3) Now, the mixed constraint : You don’t know what strategy the other player will use, but there is common knowledge than both will use a dominant strategy.
In this case, I think your reasoning actually work, and both will just defect at each step.
And this is the best thing to do, because the other player, will, by the constraints of the problem, always defect (and you should always defect against someone always defecting).
In fact, this is not only the best thing to do, but only possible thing to do.
This seems weird, it seems we do better by not using a dominant strategy here !
Actually, the problem isn't that we are using a dominant strategy, it is the common knowledge of that, and using any other strategy would make this common knowledge false (and so, will change what the dominant strategies are, and we are back at either 1 or 2).

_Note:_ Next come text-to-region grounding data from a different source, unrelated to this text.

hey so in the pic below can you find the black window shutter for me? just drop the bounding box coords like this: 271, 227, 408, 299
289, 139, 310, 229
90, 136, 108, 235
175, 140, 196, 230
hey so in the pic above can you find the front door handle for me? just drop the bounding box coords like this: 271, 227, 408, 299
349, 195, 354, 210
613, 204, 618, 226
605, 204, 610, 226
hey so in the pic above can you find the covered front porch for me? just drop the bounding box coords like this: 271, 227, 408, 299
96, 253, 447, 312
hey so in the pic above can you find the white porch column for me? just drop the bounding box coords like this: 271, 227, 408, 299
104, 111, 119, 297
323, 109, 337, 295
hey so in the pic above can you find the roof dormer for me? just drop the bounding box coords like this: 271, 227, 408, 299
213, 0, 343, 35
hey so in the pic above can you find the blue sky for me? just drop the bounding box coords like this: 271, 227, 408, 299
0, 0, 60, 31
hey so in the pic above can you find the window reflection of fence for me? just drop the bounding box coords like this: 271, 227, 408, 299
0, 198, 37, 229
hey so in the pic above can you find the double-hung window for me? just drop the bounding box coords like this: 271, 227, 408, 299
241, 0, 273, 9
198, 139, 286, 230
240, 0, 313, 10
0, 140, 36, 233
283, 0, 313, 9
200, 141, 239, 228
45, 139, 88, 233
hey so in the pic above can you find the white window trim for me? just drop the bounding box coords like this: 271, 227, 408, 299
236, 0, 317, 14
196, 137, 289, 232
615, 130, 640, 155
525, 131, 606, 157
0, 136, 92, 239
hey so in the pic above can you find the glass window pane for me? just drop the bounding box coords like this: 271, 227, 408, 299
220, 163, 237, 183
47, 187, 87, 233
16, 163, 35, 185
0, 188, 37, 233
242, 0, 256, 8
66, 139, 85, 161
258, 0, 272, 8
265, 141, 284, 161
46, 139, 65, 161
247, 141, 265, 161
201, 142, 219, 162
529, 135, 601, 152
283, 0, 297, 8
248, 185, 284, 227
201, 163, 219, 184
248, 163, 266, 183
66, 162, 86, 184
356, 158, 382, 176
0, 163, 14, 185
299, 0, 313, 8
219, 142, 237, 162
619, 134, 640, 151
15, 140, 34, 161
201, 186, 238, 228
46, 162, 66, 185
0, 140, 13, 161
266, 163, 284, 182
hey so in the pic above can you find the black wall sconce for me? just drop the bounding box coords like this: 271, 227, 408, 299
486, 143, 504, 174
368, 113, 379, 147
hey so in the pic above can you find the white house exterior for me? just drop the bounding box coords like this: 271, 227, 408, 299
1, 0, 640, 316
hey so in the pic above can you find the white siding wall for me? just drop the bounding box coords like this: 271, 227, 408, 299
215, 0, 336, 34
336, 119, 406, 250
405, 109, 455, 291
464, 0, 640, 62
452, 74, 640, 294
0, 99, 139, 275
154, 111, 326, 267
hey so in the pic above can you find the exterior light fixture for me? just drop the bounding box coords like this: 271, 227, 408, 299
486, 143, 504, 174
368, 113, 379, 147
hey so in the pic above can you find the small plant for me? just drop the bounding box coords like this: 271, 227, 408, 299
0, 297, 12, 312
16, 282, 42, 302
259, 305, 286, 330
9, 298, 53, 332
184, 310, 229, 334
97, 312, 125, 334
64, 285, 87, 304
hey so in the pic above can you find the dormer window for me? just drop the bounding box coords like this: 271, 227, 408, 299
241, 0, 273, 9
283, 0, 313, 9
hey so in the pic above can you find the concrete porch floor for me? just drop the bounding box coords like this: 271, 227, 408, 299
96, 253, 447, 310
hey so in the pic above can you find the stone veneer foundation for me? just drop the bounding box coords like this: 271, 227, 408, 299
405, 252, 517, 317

But that means both sides should always play (D,D) on Turn 100
When analising turn 100 we have identical situation as normal prisoners dilemma. The result you got (D,D) is a loss for both sides. If actors are rational and equal in their cognitive abilities, then they see that continuing that line from 100 down to 1 will give them only losses. Or 1 win and 99 guaranteed losses forward.
So we throw away (D,D) and look at other stable point (cooperate, cooperte). How this can be reached with max probability? By never defecting.
Even cooperting for N turns and then being betrayed 100-N turns is generally better than (D,D) for 100 times. But that depends on exact proportions of "points won/lost" for wins and losses. So you would have to introduce exact numbers to find that N.
But since you know on Turn 99 that your opponent must defect next turn, they can’t punish you any worse if you defect now.
There is no Must. Not all actors are by default commiting to revenge. Some actors will commit to increasing probability of overall max points won (even if it is not them who gets them). Such strategy at least allows with a bigger chance to come back to coopertion sequence.
What's the paradox here? The dominant strategy for an iterated prisoner's dilemma where the number of iterations is known in advance is indeed to defect every round, just like it is for the single-run prisoner's dilemma. It's only for one with infinitely many iterations or an unknown number of iterations that tit-for-tat works in classical decision theory.